What Hurricane Maria Didn’t Wreck: Puerto Rican Baseball

What Hurricane Maria Didn’t Wreck: Puerto Rican Baseball


The league also reduced the players’ maximum stipend — essentially gas and extra spending money — to $100 from about $300 for a weekend. Some players with professional experience, like Cayey’s Fernando Cabrera, 36, the top starting pitcher in the league who once pitched for the Baltimore Orioles and Cleveland Indians, get tips from fans on the side for winning.

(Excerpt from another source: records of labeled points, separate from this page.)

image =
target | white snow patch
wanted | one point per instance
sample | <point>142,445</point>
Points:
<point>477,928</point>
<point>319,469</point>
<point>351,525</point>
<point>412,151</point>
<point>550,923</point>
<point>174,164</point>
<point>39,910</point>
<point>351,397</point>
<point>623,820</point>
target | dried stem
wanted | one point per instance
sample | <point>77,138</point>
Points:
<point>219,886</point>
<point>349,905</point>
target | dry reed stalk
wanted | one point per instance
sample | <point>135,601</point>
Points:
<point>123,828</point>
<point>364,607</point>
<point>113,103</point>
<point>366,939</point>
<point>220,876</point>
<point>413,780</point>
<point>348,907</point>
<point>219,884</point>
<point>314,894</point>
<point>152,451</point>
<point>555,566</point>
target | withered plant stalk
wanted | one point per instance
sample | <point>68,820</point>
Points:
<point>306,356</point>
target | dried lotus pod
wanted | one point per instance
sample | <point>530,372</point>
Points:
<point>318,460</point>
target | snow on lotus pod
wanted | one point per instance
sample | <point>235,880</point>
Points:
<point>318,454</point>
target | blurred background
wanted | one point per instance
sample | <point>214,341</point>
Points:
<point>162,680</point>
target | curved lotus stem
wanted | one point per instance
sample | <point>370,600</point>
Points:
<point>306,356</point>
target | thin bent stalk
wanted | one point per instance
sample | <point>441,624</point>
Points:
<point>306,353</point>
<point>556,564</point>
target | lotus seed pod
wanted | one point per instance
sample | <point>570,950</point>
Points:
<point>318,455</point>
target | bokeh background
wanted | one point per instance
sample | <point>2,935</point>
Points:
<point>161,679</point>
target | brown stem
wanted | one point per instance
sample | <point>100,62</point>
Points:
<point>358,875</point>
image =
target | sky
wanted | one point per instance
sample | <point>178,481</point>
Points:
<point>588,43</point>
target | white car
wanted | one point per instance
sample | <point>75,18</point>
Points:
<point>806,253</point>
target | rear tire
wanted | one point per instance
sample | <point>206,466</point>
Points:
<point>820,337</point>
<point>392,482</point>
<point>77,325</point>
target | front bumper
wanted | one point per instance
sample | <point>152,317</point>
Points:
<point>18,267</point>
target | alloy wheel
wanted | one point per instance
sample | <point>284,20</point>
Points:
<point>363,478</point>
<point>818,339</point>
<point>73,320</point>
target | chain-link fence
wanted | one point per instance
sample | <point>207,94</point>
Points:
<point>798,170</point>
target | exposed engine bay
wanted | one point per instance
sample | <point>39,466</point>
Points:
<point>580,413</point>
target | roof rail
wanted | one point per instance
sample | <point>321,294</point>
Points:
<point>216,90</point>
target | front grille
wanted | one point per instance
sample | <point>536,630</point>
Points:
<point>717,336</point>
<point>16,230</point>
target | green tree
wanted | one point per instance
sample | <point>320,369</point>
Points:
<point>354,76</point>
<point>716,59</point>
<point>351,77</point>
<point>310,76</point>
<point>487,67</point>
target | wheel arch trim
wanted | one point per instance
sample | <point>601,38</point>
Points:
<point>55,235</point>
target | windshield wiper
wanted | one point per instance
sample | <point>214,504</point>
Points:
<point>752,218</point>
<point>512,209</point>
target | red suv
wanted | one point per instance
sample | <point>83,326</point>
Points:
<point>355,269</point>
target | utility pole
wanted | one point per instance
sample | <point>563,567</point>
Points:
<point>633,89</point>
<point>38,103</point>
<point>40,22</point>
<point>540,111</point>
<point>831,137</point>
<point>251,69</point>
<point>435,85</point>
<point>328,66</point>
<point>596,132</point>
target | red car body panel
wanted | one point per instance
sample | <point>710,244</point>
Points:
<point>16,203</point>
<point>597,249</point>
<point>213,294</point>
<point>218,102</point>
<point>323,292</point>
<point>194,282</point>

“It’ll be a tougher season: doubleheaders, under the sun, the lower pay, the traveling,” said Richard González, 29, the Toritos second baseman. “But at the end of the day, we’re doing what we love to do, which is to play baseball and for the people of Cayey.”

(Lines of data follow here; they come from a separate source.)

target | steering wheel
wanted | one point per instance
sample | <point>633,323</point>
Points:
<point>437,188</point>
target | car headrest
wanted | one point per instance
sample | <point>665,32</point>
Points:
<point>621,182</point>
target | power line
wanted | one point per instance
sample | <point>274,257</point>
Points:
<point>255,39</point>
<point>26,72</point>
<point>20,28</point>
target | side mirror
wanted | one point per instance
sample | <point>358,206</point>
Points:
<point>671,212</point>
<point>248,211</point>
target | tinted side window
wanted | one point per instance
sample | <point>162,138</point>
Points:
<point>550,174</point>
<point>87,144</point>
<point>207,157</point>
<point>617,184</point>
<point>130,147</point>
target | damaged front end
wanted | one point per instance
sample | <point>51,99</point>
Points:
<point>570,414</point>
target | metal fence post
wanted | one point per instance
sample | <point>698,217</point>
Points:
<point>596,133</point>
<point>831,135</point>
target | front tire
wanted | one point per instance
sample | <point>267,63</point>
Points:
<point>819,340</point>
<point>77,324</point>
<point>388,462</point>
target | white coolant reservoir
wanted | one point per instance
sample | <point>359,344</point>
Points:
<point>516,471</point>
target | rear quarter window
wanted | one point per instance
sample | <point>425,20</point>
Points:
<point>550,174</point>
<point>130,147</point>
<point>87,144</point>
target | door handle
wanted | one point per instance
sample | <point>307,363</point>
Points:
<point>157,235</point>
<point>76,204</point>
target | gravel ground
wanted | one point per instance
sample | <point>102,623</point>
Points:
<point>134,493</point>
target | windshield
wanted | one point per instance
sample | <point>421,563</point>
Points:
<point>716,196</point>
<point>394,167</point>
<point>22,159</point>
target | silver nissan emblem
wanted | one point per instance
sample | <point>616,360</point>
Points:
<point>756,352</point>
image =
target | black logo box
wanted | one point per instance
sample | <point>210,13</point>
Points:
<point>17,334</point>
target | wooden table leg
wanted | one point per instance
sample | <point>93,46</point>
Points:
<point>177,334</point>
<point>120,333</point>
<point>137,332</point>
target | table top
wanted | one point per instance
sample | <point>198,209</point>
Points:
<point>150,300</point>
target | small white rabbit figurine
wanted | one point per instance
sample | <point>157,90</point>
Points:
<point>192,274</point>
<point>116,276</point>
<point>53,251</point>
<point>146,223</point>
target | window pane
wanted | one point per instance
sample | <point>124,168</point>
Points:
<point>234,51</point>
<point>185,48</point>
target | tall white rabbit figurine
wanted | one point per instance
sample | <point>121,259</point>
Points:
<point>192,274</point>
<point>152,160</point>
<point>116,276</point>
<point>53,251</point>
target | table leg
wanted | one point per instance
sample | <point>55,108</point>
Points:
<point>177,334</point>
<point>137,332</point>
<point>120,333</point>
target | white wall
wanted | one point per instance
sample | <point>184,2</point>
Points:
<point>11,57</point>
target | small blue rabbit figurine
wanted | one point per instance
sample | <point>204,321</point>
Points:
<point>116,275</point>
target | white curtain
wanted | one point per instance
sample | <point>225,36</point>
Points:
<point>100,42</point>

The extra cash would have helped González, who started his own baseball equipment business called Dux Sports after playing college baseball at Virginia Commonwealth University. When he wasn’t drafted by a major league team, he returned to Puerto Rico and is in his eighth season playing in the Doble A.

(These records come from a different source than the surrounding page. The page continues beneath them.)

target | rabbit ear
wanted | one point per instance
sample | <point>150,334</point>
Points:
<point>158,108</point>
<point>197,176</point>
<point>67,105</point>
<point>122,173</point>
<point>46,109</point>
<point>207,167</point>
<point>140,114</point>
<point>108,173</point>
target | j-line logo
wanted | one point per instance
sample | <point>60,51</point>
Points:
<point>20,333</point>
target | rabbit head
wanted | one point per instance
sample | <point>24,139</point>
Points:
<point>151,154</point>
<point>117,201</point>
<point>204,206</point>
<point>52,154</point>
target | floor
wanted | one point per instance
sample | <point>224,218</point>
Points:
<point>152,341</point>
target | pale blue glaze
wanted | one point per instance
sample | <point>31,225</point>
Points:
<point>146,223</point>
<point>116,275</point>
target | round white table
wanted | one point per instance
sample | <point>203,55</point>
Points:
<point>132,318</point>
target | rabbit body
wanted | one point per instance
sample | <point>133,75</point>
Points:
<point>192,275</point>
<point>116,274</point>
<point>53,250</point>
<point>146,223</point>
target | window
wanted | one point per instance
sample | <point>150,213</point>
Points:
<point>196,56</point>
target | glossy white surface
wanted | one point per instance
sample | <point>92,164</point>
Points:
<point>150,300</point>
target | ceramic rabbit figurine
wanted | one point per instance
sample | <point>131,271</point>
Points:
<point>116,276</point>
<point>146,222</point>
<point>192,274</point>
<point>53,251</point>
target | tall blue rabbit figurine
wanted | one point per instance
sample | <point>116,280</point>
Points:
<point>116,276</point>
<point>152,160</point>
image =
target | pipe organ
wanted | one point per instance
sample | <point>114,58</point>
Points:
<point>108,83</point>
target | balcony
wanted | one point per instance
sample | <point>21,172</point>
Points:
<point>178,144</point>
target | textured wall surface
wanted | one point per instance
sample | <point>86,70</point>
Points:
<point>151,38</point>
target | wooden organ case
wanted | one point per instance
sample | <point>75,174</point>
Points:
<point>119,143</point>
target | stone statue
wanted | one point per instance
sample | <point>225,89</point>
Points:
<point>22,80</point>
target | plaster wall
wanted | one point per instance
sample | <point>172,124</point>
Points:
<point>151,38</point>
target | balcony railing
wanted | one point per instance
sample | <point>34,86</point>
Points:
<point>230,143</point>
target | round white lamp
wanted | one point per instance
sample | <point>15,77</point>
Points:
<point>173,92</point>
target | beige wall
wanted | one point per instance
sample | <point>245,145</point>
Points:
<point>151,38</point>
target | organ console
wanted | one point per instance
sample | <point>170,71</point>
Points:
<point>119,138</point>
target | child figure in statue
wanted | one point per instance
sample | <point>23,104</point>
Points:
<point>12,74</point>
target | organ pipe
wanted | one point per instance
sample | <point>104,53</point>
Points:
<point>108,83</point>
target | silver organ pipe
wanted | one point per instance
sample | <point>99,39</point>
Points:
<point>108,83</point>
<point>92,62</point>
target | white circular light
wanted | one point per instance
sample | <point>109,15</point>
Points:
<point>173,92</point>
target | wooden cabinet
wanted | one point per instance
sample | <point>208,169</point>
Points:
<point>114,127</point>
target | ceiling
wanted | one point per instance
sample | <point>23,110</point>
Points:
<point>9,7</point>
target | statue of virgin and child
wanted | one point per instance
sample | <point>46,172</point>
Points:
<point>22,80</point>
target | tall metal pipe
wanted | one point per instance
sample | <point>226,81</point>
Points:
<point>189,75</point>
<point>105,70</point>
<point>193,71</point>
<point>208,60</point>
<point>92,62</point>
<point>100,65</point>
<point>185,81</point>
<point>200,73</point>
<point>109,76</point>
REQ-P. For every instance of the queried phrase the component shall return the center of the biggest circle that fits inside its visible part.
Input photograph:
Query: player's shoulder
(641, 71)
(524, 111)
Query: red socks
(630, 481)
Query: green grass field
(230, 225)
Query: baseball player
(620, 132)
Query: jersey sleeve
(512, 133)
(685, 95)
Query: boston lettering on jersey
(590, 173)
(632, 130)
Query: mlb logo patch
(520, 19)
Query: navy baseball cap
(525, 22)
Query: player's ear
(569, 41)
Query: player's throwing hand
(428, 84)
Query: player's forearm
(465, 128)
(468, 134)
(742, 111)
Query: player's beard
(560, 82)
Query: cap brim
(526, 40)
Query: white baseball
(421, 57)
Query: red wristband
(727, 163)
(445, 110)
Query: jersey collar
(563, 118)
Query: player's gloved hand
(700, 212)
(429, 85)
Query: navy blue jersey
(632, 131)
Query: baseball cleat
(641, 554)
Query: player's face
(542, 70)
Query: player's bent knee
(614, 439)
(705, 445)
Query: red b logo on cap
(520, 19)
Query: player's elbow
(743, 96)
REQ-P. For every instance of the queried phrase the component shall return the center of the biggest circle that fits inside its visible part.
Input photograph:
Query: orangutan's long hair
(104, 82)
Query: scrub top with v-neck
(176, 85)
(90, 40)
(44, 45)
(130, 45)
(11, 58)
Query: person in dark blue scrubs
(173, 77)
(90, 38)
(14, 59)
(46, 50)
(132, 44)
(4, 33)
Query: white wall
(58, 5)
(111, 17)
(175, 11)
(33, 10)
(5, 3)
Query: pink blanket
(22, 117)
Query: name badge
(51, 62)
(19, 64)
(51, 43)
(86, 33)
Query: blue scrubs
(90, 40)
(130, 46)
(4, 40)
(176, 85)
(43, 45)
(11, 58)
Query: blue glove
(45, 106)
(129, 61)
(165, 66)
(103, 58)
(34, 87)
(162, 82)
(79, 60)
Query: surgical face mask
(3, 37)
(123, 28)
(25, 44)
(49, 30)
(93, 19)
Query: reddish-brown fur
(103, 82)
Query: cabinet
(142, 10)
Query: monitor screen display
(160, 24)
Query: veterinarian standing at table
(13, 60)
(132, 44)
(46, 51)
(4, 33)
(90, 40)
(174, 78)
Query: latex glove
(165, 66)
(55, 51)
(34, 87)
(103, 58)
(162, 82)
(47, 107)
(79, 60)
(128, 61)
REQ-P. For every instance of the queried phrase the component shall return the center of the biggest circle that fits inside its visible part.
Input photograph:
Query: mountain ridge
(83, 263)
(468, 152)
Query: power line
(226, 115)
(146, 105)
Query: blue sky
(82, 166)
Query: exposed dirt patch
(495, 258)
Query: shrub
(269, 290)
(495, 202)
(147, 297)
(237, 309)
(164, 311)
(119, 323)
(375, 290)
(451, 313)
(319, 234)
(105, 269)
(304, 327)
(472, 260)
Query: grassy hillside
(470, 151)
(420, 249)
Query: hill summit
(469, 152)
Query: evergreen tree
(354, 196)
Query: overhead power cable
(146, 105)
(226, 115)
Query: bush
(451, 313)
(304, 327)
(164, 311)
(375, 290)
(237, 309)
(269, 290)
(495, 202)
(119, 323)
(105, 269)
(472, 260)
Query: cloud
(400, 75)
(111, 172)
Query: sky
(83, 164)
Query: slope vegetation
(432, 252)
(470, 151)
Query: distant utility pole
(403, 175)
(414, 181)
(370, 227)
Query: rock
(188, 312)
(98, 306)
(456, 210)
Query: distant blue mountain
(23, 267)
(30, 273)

After Hurricane Maria hit, González lost power in his home in Caguas, a city 30 minutes south of San Juan, for three months. He didn’t have a generator, cellphone service was dead, and orders for his baseball equipment went unfilled, so he spent two months with family and his business partner in Tampa. He returned in December.

“If you play this league for the money, you don’t have a chance,” he said. “You play because of your love and passion for baseball.”

The Toritos’ manager, Edgardo Lebrón, 35, a former Minnesota Twins minor leaguer who works at a baseball academy, said his home in Las Piedras, an hour from Cayey, sustained $70,000 worth of damage and the electricity still has not returned. He has spent thousands on gasoline to feed a generator. As Lebrón stopped his front door from being blown away by the hurricane winds, he said his 10-year-old son turned to him, crying, and said, “Dad, let’s pray; we’re going to die.”